Prochain objectif pour les Falxa : internet. « Tout le monde dit que c’est le prochain canal de vente à ne pas rater, explique Isabelle Falxa. Aujourd’hui, notre présence sur ce support se résume au site du château et à notre site de vente en ligne, qui ressemble un peu à une annexe de la boutique que nous avons ouverte en 2010 et où nous commercialisons notre production (bouteilles et BIB) et une sélection quasi exclusive de vins de vignerons indépendants. Nous allons bientôt intégrer le site de vente en ligne des vignerons indépendants, pour essayer de progresser sur ce canal, qui représente actuellement moins d’un pourcent du volume total des ventes. »
Régis Falxa, quant à lui, a commencé des travaux d’aménagement des chais en pensant à l’œnotourisme. « La boutique est sur l’axe le plus fréquenté de Gironde, et à deux pas du Château, analyse-t-il. Il serait dommage de ne pas pouvoir y accueillir les gens. Nous n’avons pas la chance d’avoir de grands chais qui font rêver, mais avec quelques aménagements nous serons en mesure d’accueillir des visiteurs et des repas, et de compenser le luxe des grands crus par la proximité et le partage. »
La fierté se sent chez Régis et Isabelle Falxa ; la fierté de vendre leur vin, celui imaginé par leur père plus de quarante ans auparavant. La fierté et la passion : « Que ce soit avec les CHR, les négociants, les particuliers et les centrales d’achat, le secret c’est d’aimer ce que l’on fait. De vendre ses produits avec passion et de la transmettre. Nous avons, en tant que vignerons, la chance de jouir de l’aura culturelle mondiale de celui-ci. Et, s’il ne faut pas oublier que nous sommes avant tout des agriculteurs, il faut prendre conscience de la qualité de notre travail, en commercialiser le fruit à sa juste valeur, et ne surtout pas le brader. »
Un manque d’intérêt des jeunes pour la vente directe
Les Rencontres des vignerons indépendants de France ont permis de mettre en lumière divers aspects de la commercialisation de leurs vins.

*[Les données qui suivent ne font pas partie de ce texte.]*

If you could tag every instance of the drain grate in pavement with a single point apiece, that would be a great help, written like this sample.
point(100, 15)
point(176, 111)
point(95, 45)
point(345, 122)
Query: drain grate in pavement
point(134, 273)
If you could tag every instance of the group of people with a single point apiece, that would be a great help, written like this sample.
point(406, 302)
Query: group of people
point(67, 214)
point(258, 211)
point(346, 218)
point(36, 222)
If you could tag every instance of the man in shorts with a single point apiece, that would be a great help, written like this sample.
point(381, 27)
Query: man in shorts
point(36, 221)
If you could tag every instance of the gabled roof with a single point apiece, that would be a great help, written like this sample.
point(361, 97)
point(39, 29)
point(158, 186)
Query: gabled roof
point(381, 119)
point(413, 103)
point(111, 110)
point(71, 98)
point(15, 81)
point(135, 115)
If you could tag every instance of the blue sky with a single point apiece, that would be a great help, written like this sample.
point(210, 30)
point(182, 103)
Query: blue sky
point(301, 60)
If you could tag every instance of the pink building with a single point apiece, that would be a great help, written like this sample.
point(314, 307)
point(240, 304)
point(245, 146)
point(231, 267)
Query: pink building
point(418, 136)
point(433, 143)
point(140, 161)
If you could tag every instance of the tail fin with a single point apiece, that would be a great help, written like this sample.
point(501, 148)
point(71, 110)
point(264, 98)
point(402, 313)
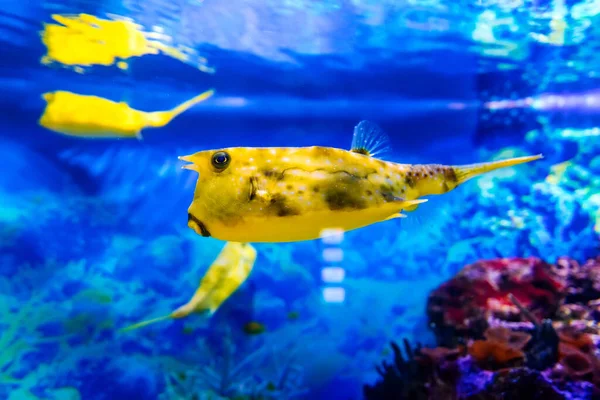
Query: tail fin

Près de 75 % des sondés vendent leurs vins à l’étranger pour 15 % du volume de récolte. D’après Christophe Chevré, de la fédération des vignerons indépendants (VI), « malgré le contexte socio-économique français, les VI voient l’avenir positivement au niveau mondial. J’en veux pour preuve qu’ils continuent augmenter leur surface de production ».
Autre aspect de ces rencontres, les prémices d’un manque d’intérêt pour la vente directe. « Les jeunes ont du mal à concilier leur vie de famille et les déplacements nécessaires à la vente directe. Ils se tournent de plus en plus vers les autres canaux dont, bien sûr, la grande distribution », poursuit Christophe Chevré.
Ce dernier canal ne concerne que 31 % des VI, mais les deux parties semblent de plus en plus s’intéresser l’une à l’autre. « Les tarifs proposés par la grande distribution sont bons, ils paient en temps et en heure, pressent moins les prix quand les VI font la démarche de venir vendre non seulement leur vin, mais aussi leurs services (mise en rayon, présentation des vins…) », argumente-t-il.